Juliet's J-Rock Report #1 - April 2025
In this issue: some background info, a profile of one of my favorite Japanese bands, song reviews, and more!
Thank you for checking out “Juliet’s J-Rock Report”, a monthly newsletter about Japanese punk, rock and other music I’ve found and enjoyed lately!
Here’s what you can expect from this and/or future issues, which will drop on the 6th of the month[1]:
A long-form deep dive covering a specific artist, show, subgenre (or all three!)
A handful of song and/or album reviews
A guest feature from my lovely partner Jeremy, author of “The Deenz List”
This first issue will be a little long, but bear with me – I want to give some context on why I’ve taken on this project in the first place.
[1] The joke here being that the Japanese word for the number six 六 is pronounced “roku”, which kind of sounds like “rock”. I also needed to force myself to have a deadline so I’d actually make this thing happen and attempt to stick to a semi-consistent schedule.
A Brief Disclaimer re: Translation
I first began my Japanese studies in April 2023, and since then have pursued them through a variety of apps, online classes, and textbooks[1], which at present have put me at what I’d call an Advanced Beginner-Low Intermediate level. I’ve learned about 1200 kanji and 4000 vocab words in the subsequent two years and while I’d say I generally understand the core fundamentals of grammar and sentence structure, I’m still a long way off from being anywhere close to fluent. As such, while I will try my best using my existing knowledge and the resources at my disposal[2], please take my translations of lyrics, album and song titles with a grain of salt. There will be linguistic and cultural nuances that are lost in my translations, especially in works that address complex and sensitive topics. For future issues, I may try to find a native speaker who is willing to review my interpretations. Likewise, if you’re a native speaker and have corrections for me, please reach out! In any case, for now please bear with me – consider this a learning experience for all of us!

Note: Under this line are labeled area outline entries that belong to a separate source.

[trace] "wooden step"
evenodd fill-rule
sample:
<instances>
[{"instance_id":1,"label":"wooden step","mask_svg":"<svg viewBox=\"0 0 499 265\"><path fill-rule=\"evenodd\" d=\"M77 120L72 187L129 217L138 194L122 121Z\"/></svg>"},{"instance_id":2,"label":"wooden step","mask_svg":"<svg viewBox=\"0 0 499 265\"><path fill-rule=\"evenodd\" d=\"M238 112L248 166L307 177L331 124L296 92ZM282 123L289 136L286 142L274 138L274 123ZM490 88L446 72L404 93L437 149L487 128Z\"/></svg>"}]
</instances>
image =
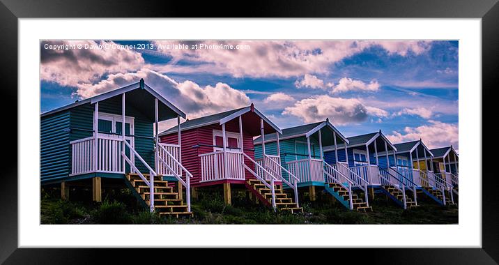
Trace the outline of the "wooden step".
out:
<instances>
[{"instance_id":1,"label":"wooden step","mask_svg":"<svg viewBox=\"0 0 499 265\"><path fill-rule=\"evenodd\" d=\"M362 211L362 212L367 212L367 211L373 211L373 208L371 206L362 206L362 207L358 207L355 209L357 211Z\"/></svg>"}]
</instances>

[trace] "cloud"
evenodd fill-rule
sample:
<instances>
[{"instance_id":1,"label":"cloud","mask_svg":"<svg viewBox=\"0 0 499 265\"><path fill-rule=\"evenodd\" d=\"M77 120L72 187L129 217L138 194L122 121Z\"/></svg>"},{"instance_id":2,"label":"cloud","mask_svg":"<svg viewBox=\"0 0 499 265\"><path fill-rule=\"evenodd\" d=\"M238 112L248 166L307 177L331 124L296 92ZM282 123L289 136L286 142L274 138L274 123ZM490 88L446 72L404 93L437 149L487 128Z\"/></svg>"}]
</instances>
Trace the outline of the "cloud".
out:
<instances>
[{"instance_id":1,"label":"cloud","mask_svg":"<svg viewBox=\"0 0 499 265\"><path fill-rule=\"evenodd\" d=\"M457 123L446 123L429 121L429 123L419 127L406 127L402 132L393 131L387 137L393 143L401 143L422 139L430 149L450 145L459 149L459 127Z\"/></svg>"},{"instance_id":2,"label":"cloud","mask_svg":"<svg viewBox=\"0 0 499 265\"><path fill-rule=\"evenodd\" d=\"M102 76L136 71L144 63L141 55L126 49L46 49L48 45L106 47L112 41L48 40L40 43L40 77L62 86L95 82ZM99 46L100 45L100 46Z\"/></svg>"},{"instance_id":3,"label":"cloud","mask_svg":"<svg viewBox=\"0 0 499 265\"><path fill-rule=\"evenodd\" d=\"M263 102L266 103L279 103L289 101L295 101L295 98L282 92L278 92L271 94L263 100Z\"/></svg>"},{"instance_id":4,"label":"cloud","mask_svg":"<svg viewBox=\"0 0 499 265\"><path fill-rule=\"evenodd\" d=\"M374 42L373 45L382 47L390 54L396 54L400 56L406 56L409 52L412 52L415 54L420 54L428 51L431 47L431 43L422 40L378 40Z\"/></svg>"},{"instance_id":5,"label":"cloud","mask_svg":"<svg viewBox=\"0 0 499 265\"><path fill-rule=\"evenodd\" d=\"M344 77L339 80L337 85L334 86L332 93L336 93L350 91L377 91L379 89L379 83L376 80L371 80L369 84L366 84L360 80Z\"/></svg>"},{"instance_id":6,"label":"cloud","mask_svg":"<svg viewBox=\"0 0 499 265\"><path fill-rule=\"evenodd\" d=\"M388 112L366 106L356 98L332 98L327 95L306 98L287 107L283 114L293 115L307 123L329 118L335 124L344 125L364 121L370 116L386 117Z\"/></svg>"},{"instance_id":7,"label":"cloud","mask_svg":"<svg viewBox=\"0 0 499 265\"><path fill-rule=\"evenodd\" d=\"M328 67L344 58L376 46L390 54L407 55L409 52L419 54L428 50L431 43L424 41L372 40L205 40L173 41L189 45L248 45L249 49L188 49L159 50L171 57L169 65L158 66L157 70L177 70L186 73L202 71L217 74L228 73L236 77L291 77L306 74L324 73ZM171 45L171 40L158 40L158 45ZM180 61L195 62L195 68L175 66ZM156 66L151 66L156 67Z\"/></svg>"},{"instance_id":8,"label":"cloud","mask_svg":"<svg viewBox=\"0 0 499 265\"><path fill-rule=\"evenodd\" d=\"M247 106L251 103L245 93L227 84L218 82L215 86L201 86L190 80L178 83L147 68L137 73L109 75L97 84L79 84L76 93L82 98L89 98L138 82L141 78L187 114L190 119Z\"/></svg>"},{"instance_id":9,"label":"cloud","mask_svg":"<svg viewBox=\"0 0 499 265\"><path fill-rule=\"evenodd\" d=\"M312 89L326 89L333 86L331 83L324 84L324 81L317 78L316 76L306 74L301 80L295 81L295 86L297 88L309 88Z\"/></svg>"},{"instance_id":10,"label":"cloud","mask_svg":"<svg viewBox=\"0 0 499 265\"><path fill-rule=\"evenodd\" d=\"M433 116L433 112L431 109L426 107L416 107L413 109L404 108L404 109L394 113L394 116L401 116L404 114L407 115L417 115L424 119L430 119Z\"/></svg>"}]
</instances>

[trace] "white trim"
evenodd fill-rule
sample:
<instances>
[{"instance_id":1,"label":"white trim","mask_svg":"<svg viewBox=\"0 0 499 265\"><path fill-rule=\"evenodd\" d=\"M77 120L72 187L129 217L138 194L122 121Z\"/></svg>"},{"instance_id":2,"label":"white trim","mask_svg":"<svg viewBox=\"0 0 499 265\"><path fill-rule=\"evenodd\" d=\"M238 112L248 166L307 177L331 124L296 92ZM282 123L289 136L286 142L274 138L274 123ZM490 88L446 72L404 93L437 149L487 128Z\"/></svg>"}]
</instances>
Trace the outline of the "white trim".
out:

[1] If people are interested at some point I can do a meta-issue on my experiences specifically with learning Japanese and the tools I’ve used to do so
[2] As a general rule, I do not use ChatGPT or any GenAI programs, though I will use Google Translate to cross-check from time to time
Same Same But Different - An Introduction
As some of you may know, I used to be a Music person. After picking up guitar at age 10, discovering Led Zeppelin at age 12, hearing Radiohead at age 13, then finding PJ Harvey at age 14, I spent the bulk of my adolescence and young adulthood fixated on rock, punk, hardcore, riot grrrl, noise rock, alternative, “indie”, whatever you want to call it. I practiced guitar, made fanzines, did music after-school programs in high school then started my own bands in college, spent weekend afternoons shopping for records, went to DIY shows and photographed them for music websites, trawled the web for Blogspots with Mediafire download links for increasingly obscure artists, and connected with likeminded obsessives on Tumblr, finding solace in one another as we had few friends IRL who could understand our fixations.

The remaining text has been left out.